Enhanced sentence representation for extractive text summarization: Investigating the syntactic and semantic features and their contribution to sentence scoring


MUTLU BİLGE B., SEZER E.

Expert Systems with Applications, cilt.227, 2023 (SCI-Expanded) identifier

  • Yayın Türü: Makale / Tam Makale
  • Cilt numarası: 227
  • Basım Tarihi: 2023
  • Doi Numarası: 10.1016/j.eswa.2023.120302
  • Dergi Adı: Expert Systems with Applications
  • Derginin Tarandığı İndeksler: Science Citation Index Expanded (SCI-EXPANDED), Scopus, Academic Search Premier, PASCAL, Aerospace Database, Applied Science & Technology Source, Communication Abstracts, Computer & Applied Sciences, INSPEC, Metadex, Public Affairs Index, Civil Engineering Abstracts
  • Anahtar Kelimeler: Enhanced sentence representation, Extractive text summarization, Sentence scoring, Summarization corpora, Syntactic and semantic features
  • Ankara Üniversitesi Adresli: Evet

Özet

The primary challenge faced in extractive text summarization is related to the scoring of sentences, with the critical factor for scoring being the manner in which the sentence representation is conducted.
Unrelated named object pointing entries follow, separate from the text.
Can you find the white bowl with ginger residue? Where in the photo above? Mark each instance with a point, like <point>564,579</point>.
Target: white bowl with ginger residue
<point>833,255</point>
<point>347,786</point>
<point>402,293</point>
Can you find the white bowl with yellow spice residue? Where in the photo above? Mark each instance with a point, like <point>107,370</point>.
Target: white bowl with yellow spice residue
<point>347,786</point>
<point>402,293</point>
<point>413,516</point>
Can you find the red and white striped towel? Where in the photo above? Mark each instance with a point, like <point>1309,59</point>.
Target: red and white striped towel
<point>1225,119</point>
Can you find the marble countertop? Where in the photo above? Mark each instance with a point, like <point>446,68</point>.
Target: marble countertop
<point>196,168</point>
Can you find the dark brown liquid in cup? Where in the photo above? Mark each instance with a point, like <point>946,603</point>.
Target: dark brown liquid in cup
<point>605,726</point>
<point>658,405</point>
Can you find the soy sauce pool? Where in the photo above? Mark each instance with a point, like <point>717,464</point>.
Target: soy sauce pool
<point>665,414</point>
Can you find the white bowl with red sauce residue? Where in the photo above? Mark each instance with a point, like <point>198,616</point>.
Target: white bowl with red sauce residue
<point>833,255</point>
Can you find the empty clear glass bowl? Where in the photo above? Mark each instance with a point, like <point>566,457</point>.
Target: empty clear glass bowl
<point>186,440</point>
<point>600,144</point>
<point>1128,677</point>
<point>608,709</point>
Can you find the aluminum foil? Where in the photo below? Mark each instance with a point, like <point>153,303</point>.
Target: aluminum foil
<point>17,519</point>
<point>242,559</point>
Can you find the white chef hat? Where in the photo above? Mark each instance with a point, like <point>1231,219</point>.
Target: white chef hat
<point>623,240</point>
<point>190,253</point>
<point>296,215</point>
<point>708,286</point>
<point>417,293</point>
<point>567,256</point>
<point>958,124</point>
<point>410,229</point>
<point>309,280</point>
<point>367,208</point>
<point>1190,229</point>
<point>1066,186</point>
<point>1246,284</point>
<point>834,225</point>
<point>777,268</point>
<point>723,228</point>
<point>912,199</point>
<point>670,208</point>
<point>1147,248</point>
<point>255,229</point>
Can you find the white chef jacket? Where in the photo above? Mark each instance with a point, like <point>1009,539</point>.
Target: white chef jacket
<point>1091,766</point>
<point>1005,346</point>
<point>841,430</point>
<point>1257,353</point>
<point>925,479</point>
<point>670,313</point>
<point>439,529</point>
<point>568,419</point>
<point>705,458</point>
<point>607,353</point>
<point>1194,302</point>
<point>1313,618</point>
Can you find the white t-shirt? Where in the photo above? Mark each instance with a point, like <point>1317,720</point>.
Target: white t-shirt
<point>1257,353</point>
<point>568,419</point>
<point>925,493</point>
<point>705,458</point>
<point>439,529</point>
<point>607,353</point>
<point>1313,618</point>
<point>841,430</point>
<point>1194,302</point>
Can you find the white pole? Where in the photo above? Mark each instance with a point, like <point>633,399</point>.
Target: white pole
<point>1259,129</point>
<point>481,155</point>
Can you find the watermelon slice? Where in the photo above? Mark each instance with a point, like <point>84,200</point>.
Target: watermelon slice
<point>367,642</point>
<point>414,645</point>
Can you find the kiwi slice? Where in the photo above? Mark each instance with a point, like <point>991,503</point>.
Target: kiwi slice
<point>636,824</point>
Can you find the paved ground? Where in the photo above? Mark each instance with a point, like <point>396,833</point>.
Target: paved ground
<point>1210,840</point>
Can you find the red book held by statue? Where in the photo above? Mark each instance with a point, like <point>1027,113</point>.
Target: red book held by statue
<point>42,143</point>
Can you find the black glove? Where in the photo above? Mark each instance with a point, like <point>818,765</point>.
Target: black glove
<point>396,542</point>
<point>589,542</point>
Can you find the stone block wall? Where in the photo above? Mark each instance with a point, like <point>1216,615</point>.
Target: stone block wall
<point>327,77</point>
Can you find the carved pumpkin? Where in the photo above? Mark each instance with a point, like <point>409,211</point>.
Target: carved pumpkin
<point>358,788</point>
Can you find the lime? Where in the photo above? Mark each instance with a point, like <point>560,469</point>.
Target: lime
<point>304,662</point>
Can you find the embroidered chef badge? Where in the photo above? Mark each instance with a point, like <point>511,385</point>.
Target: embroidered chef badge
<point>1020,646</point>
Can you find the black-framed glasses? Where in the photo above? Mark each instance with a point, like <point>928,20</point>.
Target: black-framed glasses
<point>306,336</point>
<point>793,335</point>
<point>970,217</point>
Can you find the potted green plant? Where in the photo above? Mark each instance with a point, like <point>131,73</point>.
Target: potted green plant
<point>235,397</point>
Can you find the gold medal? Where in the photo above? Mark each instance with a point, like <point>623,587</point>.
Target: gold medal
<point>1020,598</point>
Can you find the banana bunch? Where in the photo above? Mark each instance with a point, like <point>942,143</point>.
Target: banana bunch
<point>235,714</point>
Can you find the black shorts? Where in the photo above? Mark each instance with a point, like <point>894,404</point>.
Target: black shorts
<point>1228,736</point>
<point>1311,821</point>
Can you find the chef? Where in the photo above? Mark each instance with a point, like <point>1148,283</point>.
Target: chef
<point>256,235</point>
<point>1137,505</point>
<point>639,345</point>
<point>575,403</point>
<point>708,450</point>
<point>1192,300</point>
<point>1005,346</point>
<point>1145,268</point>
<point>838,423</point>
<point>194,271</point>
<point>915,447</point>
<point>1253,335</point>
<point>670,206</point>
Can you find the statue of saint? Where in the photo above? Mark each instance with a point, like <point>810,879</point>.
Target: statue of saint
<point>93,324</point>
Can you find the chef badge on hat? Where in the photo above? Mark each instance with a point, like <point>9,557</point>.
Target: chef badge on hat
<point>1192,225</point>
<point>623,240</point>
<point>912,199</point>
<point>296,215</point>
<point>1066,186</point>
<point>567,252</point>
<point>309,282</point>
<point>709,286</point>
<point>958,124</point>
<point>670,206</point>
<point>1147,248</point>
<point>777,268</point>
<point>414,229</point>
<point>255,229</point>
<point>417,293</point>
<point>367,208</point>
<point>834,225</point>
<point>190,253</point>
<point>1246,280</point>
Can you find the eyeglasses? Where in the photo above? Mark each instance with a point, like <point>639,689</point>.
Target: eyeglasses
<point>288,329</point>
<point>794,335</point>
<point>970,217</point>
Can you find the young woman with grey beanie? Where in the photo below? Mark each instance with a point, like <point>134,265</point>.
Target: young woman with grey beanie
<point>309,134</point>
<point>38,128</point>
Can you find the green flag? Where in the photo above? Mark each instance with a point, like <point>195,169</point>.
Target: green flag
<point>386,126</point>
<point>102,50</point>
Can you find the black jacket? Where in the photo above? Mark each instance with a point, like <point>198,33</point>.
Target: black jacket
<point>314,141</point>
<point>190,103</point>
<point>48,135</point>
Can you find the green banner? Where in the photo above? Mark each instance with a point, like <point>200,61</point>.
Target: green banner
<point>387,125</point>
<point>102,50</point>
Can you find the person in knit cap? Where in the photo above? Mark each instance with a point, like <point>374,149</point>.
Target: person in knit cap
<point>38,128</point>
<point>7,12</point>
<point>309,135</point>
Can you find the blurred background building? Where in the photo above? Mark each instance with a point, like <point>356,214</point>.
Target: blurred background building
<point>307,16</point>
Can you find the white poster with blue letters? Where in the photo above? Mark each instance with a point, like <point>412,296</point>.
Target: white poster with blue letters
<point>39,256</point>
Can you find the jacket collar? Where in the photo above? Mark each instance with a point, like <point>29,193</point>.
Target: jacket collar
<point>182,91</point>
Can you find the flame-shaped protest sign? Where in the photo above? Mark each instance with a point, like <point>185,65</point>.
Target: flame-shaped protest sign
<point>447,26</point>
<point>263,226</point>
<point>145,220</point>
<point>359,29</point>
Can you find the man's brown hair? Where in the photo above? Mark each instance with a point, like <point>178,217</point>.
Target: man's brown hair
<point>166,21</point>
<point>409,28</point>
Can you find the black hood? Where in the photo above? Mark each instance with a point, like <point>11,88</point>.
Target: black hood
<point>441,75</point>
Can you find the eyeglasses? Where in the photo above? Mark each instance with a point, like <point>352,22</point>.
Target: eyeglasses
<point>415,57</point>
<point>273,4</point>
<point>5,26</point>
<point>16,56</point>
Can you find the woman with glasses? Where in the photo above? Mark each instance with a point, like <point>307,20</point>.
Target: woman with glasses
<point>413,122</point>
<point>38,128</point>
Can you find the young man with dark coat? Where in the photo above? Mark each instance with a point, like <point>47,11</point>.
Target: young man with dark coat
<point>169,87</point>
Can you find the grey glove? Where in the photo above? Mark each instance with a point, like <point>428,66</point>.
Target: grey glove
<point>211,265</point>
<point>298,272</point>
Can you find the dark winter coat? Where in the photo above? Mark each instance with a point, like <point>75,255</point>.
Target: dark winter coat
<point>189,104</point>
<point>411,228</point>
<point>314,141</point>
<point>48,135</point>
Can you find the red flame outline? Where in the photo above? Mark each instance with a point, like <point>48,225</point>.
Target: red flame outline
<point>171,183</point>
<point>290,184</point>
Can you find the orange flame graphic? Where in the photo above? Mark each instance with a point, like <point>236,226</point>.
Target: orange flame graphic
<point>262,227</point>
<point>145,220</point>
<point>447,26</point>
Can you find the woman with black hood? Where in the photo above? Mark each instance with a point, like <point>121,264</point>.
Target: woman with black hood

This study aims to investigate this hypothesis and to perform a detailed analysis of the impact of sentence representation techniques that have been used both semantically and syntactically. The study initially evaluated the empirical impact of individual syntactic and semantic features on the accuracy of summarization. To examine syntactic usage, a comprehensive list of 40 syntactic features was developed, while semantic representation was accomplished using sentence embeddings. Subsequently, an improved feature set was proposed that jointly utilizes syntactic and semantic features. To assess the impact of this feature set on the resulting summaries, the proposed sentence representation was tested on three distinct summarization corpora consisting of lengthy scientific documents across diverse domains. The assessment of summary evaluation and classification performance evaluation metrics was conducted to evaluate the quality of the resulting summaries. The findings of the experiments indicated that the summaries generated by the proposed feature set performed better than not only those obtained using individual features but even summaries produced by state-of-the-art methods.